Nvidia's flagship A100 compute GPU introduced last year delivers leading-edge performance required by cloud datacenters and supercomputers, but the unit is way too powerful and expensive for more down-to-earth workloads. So today at GTC the company introduced two younger brothers for its flagship, the A30 for mainstream AI and analytics servers, and the A10 for mixed compute and graphics workloads.
Comparison of Nvidia's A100-Series Datacenter GPUs
|A100 for PCIe||A30||A10|
|FP64||9.7 TFLOPS||5.2 TFLOPS||-|
|FP64 Tensor Core||19.5 TFLOPS||10.3 TFLOPS||-|
|FP32||19.5 TFLOPS||10.3 TFLOPS||31.2 TFLOPS|
|TF32||156 TF||82 TF||62.5 TFLOPS|
|Bfloat16||312 TF||165 TF||125 TF|
|FP16 Tensor Core||312 TF||165 TF||125 TF|
|INT8||624 TOPS||330 TOPS||250 TOPS|
|INT4||1248 TOPS||661 TOPS||500 TOPS|
|Memory||40 GB HBM2||24 GB HBM2||24 GB GDDR6|
|Memory Bandwidth||1,555 GB/s||933 GB/s||600 GB/s|
|Interconnect||12 NVLinks, 600 GB/s||? NVLinks, 200 GB/s||-|
|Multi-Instance||7 MIGs @ 5 GB||4 MIGs @ 6 GB||-|
|Optical Flow Acceleration||-||1||-|
|NVDEC||-||4 decoders||1 decoder (+AV1)|
The Nvidia A30: A Mainstream Compute GPU for AI Inference
Nvidia's A30 compute GPU is indeed A100's little brother and is based on the same compute-oriented Ampere architecture. It supports the same features, a broad range of math precisions for AI as well as HPC workloads (FP64, FP64TF, FP32, TF32, bfloat16, FP16, INT8, INT4), and even multi-instance GPU (MIG) capability with 6GB instances. From a performance point of view, the A30 GPU offers slightly more than 50% of A100's performance, so we are talking about 10.3 FP32 TFLOPS, 5.2 FP64 TFLOPS, and 165 FP16/bfloat16 TFLOPS.
When it comes to memory, the unit is equipped with 24GB of DRAM featuring a 933GB/s bandwidth (we suspect Nvidia uses three HBM2 stacks at around 2.4 GT/s, but the company has not confirmed this). The memory subsystem seems to lack ECC support, which might be a limitation for those who need to work with large datasets. Effectively, Nvidia wants these customers to use its more expensive A100.

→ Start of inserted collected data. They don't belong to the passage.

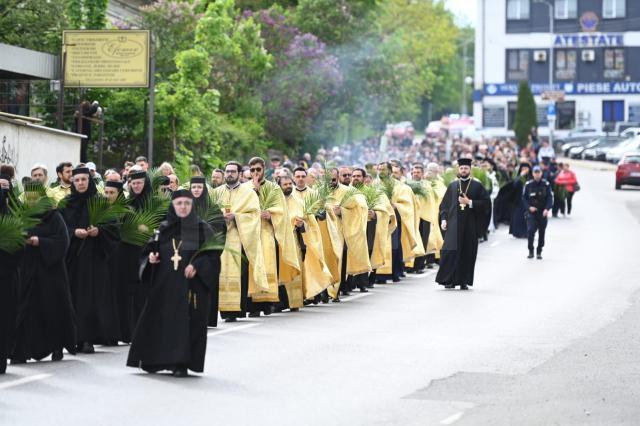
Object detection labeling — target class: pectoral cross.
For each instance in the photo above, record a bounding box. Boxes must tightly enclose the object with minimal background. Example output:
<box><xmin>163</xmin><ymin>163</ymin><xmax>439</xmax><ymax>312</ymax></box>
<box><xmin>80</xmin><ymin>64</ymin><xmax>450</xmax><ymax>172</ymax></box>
<box><xmin>459</xmin><ymin>203</ymin><xmax>466</xmax><ymax>211</ymax></box>
<box><xmin>171</xmin><ymin>239</ymin><xmax>183</xmax><ymax>271</ymax></box>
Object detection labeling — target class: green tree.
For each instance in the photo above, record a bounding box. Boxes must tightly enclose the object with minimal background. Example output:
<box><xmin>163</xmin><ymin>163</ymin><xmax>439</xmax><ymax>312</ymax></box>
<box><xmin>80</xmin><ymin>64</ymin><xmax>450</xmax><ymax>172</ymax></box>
<box><xmin>513</xmin><ymin>80</ymin><xmax>538</xmax><ymax>147</ymax></box>
<box><xmin>0</xmin><ymin>0</ymin><xmax>66</xmax><ymax>53</ymax></box>
<box><xmin>64</xmin><ymin>0</ymin><xmax>108</xmax><ymax>29</ymax></box>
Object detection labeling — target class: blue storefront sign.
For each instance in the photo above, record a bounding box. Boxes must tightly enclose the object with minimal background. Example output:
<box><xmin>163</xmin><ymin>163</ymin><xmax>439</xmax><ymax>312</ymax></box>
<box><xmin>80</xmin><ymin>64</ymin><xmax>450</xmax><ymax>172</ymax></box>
<box><xmin>553</xmin><ymin>33</ymin><xmax>623</xmax><ymax>48</ymax></box>
<box><xmin>483</xmin><ymin>81</ymin><xmax>640</xmax><ymax>97</ymax></box>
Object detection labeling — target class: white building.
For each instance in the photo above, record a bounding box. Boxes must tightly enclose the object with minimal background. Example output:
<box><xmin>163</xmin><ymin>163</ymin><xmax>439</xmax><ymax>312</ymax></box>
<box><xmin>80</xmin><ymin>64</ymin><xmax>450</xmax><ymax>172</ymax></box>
<box><xmin>474</xmin><ymin>0</ymin><xmax>640</xmax><ymax>136</ymax></box>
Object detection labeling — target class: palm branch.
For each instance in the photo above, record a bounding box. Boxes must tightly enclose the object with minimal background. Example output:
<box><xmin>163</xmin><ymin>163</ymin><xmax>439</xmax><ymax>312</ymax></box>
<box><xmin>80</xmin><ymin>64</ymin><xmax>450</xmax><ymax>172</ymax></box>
<box><xmin>358</xmin><ymin>184</ymin><xmax>383</xmax><ymax>210</ymax></box>
<box><xmin>0</xmin><ymin>214</ymin><xmax>27</xmax><ymax>253</ymax></box>
<box><xmin>87</xmin><ymin>196</ymin><xmax>128</xmax><ymax>228</ymax></box>
<box><xmin>174</xmin><ymin>151</ymin><xmax>193</xmax><ymax>189</ymax></box>
<box><xmin>120</xmin><ymin>195</ymin><xmax>169</xmax><ymax>246</ymax></box>
<box><xmin>471</xmin><ymin>167</ymin><xmax>493</xmax><ymax>192</ymax></box>
<box><xmin>9</xmin><ymin>184</ymin><xmax>54</xmax><ymax>231</ymax></box>
<box><xmin>189</xmin><ymin>231</ymin><xmax>241</xmax><ymax>266</ymax></box>
<box><xmin>148</xmin><ymin>167</ymin><xmax>166</xmax><ymax>193</ymax></box>
<box><xmin>197</xmin><ymin>191</ymin><xmax>224</xmax><ymax>225</ymax></box>
<box><xmin>258</xmin><ymin>183</ymin><xmax>282</xmax><ymax>211</ymax></box>
<box><xmin>442</xmin><ymin>168</ymin><xmax>458</xmax><ymax>186</ymax></box>
<box><xmin>378</xmin><ymin>176</ymin><xmax>395</xmax><ymax>200</ymax></box>
<box><xmin>406</xmin><ymin>181</ymin><xmax>430</xmax><ymax>200</ymax></box>
<box><xmin>302</xmin><ymin>190</ymin><xmax>325</xmax><ymax>217</ymax></box>
<box><xmin>338</xmin><ymin>186</ymin><xmax>361</xmax><ymax>207</ymax></box>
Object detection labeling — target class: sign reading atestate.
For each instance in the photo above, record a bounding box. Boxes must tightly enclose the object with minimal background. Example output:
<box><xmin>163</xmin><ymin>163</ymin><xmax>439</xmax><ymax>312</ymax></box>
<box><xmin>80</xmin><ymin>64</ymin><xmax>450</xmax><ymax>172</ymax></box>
<box><xmin>63</xmin><ymin>30</ymin><xmax>150</xmax><ymax>88</ymax></box>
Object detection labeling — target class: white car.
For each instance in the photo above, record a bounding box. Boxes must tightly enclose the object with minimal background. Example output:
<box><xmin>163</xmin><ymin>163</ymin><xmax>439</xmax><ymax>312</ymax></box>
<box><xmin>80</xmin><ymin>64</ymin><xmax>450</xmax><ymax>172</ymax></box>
<box><xmin>606</xmin><ymin>137</ymin><xmax>640</xmax><ymax>163</ymax></box>
<box><xmin>620</xmin><ymin>127</ymin><xmax>640</xmax><ymax>139</ymax></box>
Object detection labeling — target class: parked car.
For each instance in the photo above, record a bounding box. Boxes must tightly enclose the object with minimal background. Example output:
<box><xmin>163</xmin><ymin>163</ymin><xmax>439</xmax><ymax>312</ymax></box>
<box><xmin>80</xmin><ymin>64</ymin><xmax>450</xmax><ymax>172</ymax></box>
<box><xmin>615</xmin><ymin>151</ymin><xmax>640</xmax><ymax>189</ymax></box>
<box><xmin>557</xmin><ymin>127</ymin><xmax>605</xmax><ymax>154</ymax></box>
<box><xmin>620</xmin><ymin>126</ymin><xmax>640</xmax><ymax>138</ymax></box>
<box><xmin>582</xmin><ymin>136</ymin><xmax>625</xmax><ymax>160</ymax></box>
<box><xmin>606</xmin><ymin>137</ymin><xmax>640</xmax><ymax>163</ymax></box>
<box><xmin>561</xmin><ymin>137</ymin><xmax>597</xmax><ymax>156</ymax></box>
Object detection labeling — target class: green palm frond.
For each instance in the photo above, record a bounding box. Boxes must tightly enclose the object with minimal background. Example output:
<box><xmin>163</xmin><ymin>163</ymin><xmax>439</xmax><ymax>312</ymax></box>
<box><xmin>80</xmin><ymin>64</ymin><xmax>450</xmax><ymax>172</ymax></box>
<box><xmin>302</xmin><ymin>191</ymin><xmax>324</xmax><ymax>217</ymax></box>
<box><xmin>471</xmin><ymin>167</ymin><xmax>493</xmax><ymax>192</ymax></box>
<box><xmin>258</xmin><ymin>183</ymin><xmax>282</xmax><ymax>211</ymax></box>
<box><xmin>197</xmin><ymin>191</ymin><xmax>224</xmax><ymax>225</ymax></box>
<box><xmin>189</xmin><ymin>231</ymin><xmax>241</xmax><ymax>266</ymax></box>
<box><xmin>174</xmin><ymin>151</ymin><xmax>193</xmax><ymax>189</ymax></box>
<box><xmin>378</xmin><ymin>177</ymin><xmax>395</xmax><ymax>200</ymax></box>
<box><xmin>406</xmin><ymin>181</ymin><xmax>430</xmax><ymax>200</ymax></box>
<box><xmin>338</xmin><ymin>186</ymin><xmax>361</xmax><ymax>207</ymax></box>
<box><xmin>442</xmin><ymin>168</ymin><xmax>458</xmax><ymax>186</ymax></box>
<box><xmin>148</xmin><ymin>168</ymin><xmax>165</xmax><ymax>193</ymax></box>
<box><xmin>0</xmin><ymin>215</ymin><xmax>27</xmax><ymax>253</ymax></box>
<box><xmin>87</xmin><ymin>196</ymin><xmax>128</xmax><ymax>228</ymax></box>
<box><xmin>358</xmin><ymin>184</ymin><xmax>383</xmax><ymax>210</ymax></box>
<box><xmin>120</xmin><ymin>195</ymin><xmax>169</xmax><ymax>246</ymax></box>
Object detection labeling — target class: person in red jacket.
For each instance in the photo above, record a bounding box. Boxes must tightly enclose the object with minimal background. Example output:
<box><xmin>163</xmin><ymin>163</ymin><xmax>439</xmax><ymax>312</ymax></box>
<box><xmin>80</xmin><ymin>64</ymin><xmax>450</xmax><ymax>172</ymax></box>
<box><xmin>555</xmin><ymin>164</ymin><xmax>578</xmax><ymax>216</ymax></box>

Nvidia traditionally does not disclose precise specifications of its compute GPU products at launch, yet we suspect that the A30 is exactly 'half' of the A100 with 3456 CUDA cores, though this is something that is unconfirmed at this point.
Nvidia's A30 comes in a dual-slot full-height, full length (FHFL) form-factor, with a PCIe 4.0 x16 interface and a 165W TDP, down from 250W in case of the FHFL A100. Meanwhile, the A30 supports one NVLink at 200 GB/s (down from 600 GB/s in case of the A100).
The Nvidia A10: A GPU for AI, Graphics, and Video
Nvidia's A10 does not derive from compute-oriented A100 and A30, but is an entirely different product that can be used for graphics, AI inference, and video encoding/decoding workloads. The A10 supports FP32, TF32, blfoat16, FP16, INT8 and INT4 formats for graphics and AI, but does not support FP64 required for HPC.
The A10 is a single-slot FHFL graphics card with a PCIe 4.0 x16 interface that will be installed into servers running the Nvidia RTX Virtual Workstation (vWS) software and remotely powering workstations that need both AI and graphics capabilities. To a large degree, the A10 is expected to be a remote workhorse for artists, designers, engineers, and scientists (who do not need FP64).
Nvidia's A10 seems to be based on the GA102 silicon (or its derivative), but since it supports INT8 and INT4 precisions, we cannot be 100% sure that this is physically the same processor that powers Nvidia's GeForce RTX 3080/3090 and RTX A6000 cards. Meanwhile, performance of the A10 (31.2 FP32 TFLOPS, 125 FP16 TFLOPS) sits in the range of the GeForce RTX 3080. The card comes equipped with 24GB of GDDR6 memory offering a 600GB/s bandwidth, which appears to be the memory interface width of the RTX 3090 but without the GDDR6X clock speeds (or power or temperatures).
Pricing and Availability
Nvidia expects its partners to start offering machines with its A30 and A10 GPUs later this year.